This is a tricky topic to broach with your future husband- or wife-to-be, as not many people (we hope!) enter a marriage thinking it will one day end in divorce. But, for many different reasons, the safety net of a Binding Financial Agreement, more commonly known as a Pre-Nuptial Agreement (or even more commonly, a ‘prenup’), is sometimes what couples need to feel safe to say ‘I do.’
Designed to protect an individual’s financial interests, a Binding Financial Agreement details how property and assets will be divided should the idea of forever not ring true. When a prenup is in place, the couple have decided the Family Law Act should not be applied when dividing property and assets, but rather they want to be governed by the terms in their agreement should they part ways. Although they can be entered into at any point, a prenup is usually initiated before the wedding bells chime with conditional arrangements often included (such as the future birth of children or potential acquisition of assets).
Why do some couples make a Pre-Nuptial Agreement/Binding Financial Agreement?
Every relationship is unique, and so are the reasons for wanting a prenup. It is a personal choice, and there is no clear cut right or wrong answer in any situation. Some of the most common reasons couples decide to enter into a Binding Financial Agreement at the beginning of their relationship include:
- One party is considerably wealthier and they want to protect their assets
- One party owns a business and doesn’t want to risk its stability should the other partner try to claim a portion of its value following a divorce
- Limit the exposure of debt to a partner
- Protect a family estate or heirloom
- Protect your assets if you are remarrying and don’t want to go through the process in the Family Court again.

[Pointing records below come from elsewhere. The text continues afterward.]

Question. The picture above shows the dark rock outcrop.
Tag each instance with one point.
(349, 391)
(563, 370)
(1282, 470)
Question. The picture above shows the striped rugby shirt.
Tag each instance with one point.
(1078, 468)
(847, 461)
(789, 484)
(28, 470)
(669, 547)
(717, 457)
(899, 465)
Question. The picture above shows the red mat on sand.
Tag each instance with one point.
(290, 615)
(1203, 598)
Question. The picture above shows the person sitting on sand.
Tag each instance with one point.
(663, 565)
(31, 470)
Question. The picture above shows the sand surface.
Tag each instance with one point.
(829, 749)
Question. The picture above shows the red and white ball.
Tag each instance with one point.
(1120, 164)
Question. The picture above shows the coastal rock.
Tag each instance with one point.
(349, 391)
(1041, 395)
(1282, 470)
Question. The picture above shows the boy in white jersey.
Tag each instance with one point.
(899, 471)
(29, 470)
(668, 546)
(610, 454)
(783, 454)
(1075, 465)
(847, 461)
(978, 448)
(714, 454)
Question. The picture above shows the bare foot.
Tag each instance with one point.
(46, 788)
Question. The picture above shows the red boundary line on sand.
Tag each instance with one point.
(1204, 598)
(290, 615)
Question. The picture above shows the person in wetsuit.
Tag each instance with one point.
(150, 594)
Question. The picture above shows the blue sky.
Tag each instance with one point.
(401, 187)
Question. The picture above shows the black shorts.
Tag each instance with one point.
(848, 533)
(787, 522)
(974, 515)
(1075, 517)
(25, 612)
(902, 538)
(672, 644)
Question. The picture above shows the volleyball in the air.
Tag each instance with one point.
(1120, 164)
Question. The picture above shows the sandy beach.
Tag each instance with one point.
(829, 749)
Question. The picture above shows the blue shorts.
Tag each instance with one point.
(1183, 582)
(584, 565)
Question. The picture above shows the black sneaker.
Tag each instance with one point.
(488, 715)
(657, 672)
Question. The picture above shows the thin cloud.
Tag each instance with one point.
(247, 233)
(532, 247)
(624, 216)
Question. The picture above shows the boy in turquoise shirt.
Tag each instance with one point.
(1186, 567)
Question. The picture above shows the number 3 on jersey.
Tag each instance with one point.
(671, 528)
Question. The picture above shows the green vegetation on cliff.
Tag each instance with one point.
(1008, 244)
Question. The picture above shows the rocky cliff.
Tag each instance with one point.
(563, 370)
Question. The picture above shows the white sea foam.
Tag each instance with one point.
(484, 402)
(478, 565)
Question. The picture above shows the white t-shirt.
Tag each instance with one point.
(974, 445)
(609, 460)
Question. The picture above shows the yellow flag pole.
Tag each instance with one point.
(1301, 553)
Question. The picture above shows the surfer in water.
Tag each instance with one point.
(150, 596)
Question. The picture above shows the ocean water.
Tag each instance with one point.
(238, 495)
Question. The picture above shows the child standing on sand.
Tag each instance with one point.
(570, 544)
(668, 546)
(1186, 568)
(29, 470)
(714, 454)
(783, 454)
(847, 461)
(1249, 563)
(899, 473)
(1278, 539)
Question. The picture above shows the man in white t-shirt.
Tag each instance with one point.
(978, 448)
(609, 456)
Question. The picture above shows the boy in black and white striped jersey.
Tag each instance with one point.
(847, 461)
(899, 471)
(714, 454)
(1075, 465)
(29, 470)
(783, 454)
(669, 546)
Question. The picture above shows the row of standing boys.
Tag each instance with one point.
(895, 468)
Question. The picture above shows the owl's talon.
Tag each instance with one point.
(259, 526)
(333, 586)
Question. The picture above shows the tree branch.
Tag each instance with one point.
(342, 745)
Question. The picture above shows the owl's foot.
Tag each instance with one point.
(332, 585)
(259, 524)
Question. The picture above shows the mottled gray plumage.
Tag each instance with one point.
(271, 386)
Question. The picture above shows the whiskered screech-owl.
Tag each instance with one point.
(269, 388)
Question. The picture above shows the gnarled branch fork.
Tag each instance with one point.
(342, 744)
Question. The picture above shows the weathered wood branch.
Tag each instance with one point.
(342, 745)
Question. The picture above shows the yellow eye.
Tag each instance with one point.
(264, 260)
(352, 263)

What’s involved in making a Binding Financial Agreement?
There are two strict rules both parties in a relationship must follow for a prenup to be legally binding in Australia.
- It seems obvious, but both parties must sign the agreement at their own will, without any pressure or threats from the other party or external sources (such as in-laws).
- Independent legal advice from separate lawyers at separate law firms must be sought by each party. The lawyers must make their client aware of the compulsory result of the agreement, their rights, and its advantages and disadvantages. Any Binding Financial Agreement that was not created properly can be overruled by the Family Court.
What are the disadvantages?
Not only does it cost money to create a Binding Financial Agreement, entering a relationship already thinking of the end can come with many downsides for the relationship itself. If not communicated properly, it can imply a lack of trust which can set a negative precedent for the relationship from the beginning.
Just like life, relationships are unpredictable. Although conditional variables can be included in a Binding Financial Agreement, we don’t have a crystal ball to know exactly what the future holds. For example, at the time of making the agreement, you might plan on having one child and being the stay-at-home parent, but end up having three children, leaving you out of the workforce for longer than anticipated. This means the dollar figure you agreed to in the prenup will not get you as far as you initially thought should you separate from your partner.
I’m in a de facto relationship. Can my partner and I create a Binding Financial Agreement?
Yes, anyone can make a Binding Financial Agreement at any stage of their relationship to protect their finances.